The ultimate in high-crowned teeth occurs when roots do not ever form at the base of the tooth; additional crown material is constantly added at the bottom of the tooth as it is pushed out of the gum. This type of growth resembles the foundry process of extrusion, where metal or plastic is pushed through a mold to produce a continuous strand. This extreme development is seen in the incisors or gnawing teeth of beavers, gophers, and other Late Oligocene rodents, and in the grinding teeth of only a few forms. The cheek teeth (the grinders) of modern pronghorns (artiodactyls), gophers (rodents), and rabbits (lagomorphs) are typical of this kind of development today. During the Middle Oligocene, only the strange little fox terrier-sized, flat-headed oreodon Leptauchenia, the tiny “deer” Hypisodus, and the rabbit Palaeolagus had mechanical pencil-type teeth. Some of the rhinos then had fairly tall crowns, but these don’t really qualify as high-crowned teeth. It was not until later on, when the grasslands took over completely, that high-crowned teeth really came into their own.

There was no dramatic change in the fauna at the beginning of the Miocene, and many Oligocene genera carried over into the new epoch. Most of the Eocene hold-overs, primitive animals that had survived in the extensive forests, became extinct when the forests began to retreat; but for the most part the record continued undisturbed. This is to be expected where the deposition of sediments continues without interruption. (Remember that the epochs, periods, and eras were originally based on breaks in the European sedimentary record reflecting local events which would not necessarily show up in North America’s sediments.)

By the time the Harrison Formation was deposited, the development of the halfway world of the savanna was beginning to affect the fauna. Although the Oligocene and the very earliest Miocene mammal faunas were highly varied and rich in types of animals, much of this was due to the continued presence of primitive and archaic forms, and to the explosive development of rhinos and oreodons.

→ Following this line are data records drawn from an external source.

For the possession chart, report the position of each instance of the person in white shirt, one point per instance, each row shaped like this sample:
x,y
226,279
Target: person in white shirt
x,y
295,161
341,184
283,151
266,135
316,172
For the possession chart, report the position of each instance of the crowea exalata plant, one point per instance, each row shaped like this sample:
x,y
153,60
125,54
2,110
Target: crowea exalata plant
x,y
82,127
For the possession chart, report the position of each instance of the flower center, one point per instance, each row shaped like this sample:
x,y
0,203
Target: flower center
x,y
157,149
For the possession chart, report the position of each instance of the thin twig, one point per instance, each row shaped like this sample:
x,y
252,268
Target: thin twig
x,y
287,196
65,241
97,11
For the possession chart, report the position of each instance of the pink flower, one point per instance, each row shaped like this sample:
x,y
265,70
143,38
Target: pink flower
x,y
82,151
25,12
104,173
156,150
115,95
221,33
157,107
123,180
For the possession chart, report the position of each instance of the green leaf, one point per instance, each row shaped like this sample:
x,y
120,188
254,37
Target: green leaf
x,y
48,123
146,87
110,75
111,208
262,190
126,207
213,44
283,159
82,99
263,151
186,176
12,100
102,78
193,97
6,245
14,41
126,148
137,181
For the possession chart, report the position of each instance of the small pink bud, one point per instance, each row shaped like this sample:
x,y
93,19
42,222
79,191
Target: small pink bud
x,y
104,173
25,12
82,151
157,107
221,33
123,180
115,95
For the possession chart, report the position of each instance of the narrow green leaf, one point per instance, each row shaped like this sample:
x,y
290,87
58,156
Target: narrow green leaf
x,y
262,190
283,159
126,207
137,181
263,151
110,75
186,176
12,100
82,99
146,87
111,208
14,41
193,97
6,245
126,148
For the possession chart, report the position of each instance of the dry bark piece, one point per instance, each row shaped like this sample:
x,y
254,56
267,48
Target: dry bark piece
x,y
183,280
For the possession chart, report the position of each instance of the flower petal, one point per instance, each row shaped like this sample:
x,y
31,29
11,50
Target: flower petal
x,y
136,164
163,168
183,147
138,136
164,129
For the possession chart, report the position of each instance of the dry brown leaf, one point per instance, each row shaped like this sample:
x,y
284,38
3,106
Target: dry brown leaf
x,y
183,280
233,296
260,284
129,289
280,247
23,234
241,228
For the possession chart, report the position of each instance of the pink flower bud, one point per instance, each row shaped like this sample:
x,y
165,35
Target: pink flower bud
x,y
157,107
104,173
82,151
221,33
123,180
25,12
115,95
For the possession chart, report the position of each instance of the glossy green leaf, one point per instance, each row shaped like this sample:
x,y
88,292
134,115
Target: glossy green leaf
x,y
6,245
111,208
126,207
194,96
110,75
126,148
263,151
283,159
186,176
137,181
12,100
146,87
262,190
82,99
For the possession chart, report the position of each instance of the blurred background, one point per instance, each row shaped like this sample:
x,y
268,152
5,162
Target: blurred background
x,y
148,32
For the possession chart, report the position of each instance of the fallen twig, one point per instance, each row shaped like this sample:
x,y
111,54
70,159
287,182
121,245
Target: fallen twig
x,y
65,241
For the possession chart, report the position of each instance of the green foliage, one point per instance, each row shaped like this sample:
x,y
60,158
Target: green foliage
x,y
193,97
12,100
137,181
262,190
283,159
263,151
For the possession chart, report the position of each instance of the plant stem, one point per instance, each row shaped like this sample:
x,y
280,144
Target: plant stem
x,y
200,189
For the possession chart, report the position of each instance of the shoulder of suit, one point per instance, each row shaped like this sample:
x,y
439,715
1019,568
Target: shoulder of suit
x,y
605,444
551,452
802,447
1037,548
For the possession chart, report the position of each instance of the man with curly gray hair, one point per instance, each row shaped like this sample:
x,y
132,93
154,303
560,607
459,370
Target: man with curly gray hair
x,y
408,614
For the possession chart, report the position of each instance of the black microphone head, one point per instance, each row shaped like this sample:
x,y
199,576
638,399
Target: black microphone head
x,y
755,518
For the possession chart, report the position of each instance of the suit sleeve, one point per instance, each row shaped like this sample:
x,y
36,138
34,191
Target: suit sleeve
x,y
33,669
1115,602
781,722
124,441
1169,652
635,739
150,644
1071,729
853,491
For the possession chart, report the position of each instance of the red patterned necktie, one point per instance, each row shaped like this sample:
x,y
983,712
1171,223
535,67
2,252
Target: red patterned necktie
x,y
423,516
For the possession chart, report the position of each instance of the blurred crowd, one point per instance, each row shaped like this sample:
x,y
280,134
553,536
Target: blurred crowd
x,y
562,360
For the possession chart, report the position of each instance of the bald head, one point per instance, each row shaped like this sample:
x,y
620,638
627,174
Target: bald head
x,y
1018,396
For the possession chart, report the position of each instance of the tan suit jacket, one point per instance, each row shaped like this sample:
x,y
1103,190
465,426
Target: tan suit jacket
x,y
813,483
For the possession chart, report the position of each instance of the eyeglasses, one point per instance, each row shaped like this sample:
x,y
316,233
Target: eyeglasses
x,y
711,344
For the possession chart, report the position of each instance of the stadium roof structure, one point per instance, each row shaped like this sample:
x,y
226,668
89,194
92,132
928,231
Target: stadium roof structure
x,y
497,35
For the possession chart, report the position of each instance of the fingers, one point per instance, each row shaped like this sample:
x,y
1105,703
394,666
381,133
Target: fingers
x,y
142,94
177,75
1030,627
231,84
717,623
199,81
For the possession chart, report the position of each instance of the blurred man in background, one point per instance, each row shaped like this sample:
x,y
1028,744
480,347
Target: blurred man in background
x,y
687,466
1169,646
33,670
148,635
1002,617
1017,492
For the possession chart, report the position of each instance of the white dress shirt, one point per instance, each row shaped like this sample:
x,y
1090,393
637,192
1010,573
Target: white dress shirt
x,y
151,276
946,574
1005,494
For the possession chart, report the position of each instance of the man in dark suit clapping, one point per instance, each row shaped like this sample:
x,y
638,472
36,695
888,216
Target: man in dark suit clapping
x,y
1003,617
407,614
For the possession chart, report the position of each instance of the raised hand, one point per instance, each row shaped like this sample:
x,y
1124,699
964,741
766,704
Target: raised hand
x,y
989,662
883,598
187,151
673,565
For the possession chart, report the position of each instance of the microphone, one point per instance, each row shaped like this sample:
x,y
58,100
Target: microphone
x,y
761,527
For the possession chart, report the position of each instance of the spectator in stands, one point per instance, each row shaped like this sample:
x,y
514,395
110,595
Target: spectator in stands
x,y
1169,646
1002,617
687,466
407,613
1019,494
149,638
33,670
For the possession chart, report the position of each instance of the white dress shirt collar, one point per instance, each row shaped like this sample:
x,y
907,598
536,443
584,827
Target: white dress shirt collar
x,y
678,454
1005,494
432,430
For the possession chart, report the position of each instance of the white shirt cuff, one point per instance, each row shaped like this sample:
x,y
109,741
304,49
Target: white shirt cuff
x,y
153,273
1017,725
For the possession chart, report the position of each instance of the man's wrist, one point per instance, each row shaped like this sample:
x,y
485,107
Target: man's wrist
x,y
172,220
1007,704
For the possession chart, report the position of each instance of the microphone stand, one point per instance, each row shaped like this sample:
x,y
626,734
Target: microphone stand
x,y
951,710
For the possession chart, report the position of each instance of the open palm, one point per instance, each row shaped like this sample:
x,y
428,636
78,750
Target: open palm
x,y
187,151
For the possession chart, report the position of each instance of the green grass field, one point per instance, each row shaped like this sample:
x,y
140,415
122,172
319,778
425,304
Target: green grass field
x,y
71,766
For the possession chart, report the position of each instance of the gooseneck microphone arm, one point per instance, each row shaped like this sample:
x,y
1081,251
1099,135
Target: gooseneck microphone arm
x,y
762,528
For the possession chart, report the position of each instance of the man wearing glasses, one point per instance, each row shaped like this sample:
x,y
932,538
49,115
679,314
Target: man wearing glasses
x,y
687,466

With the savanna becoming the dominant landscape, the shift to grazing and away from browsing became evident. Or, at least, the presence of animals that both browsed and grazed was indicative of changing times. As was mentioned earlier, grazing and burrowing are characteristics of plains herbivores. In such a transitional period we would expect to find an increase in burrowers and grazers as grasslands became more common.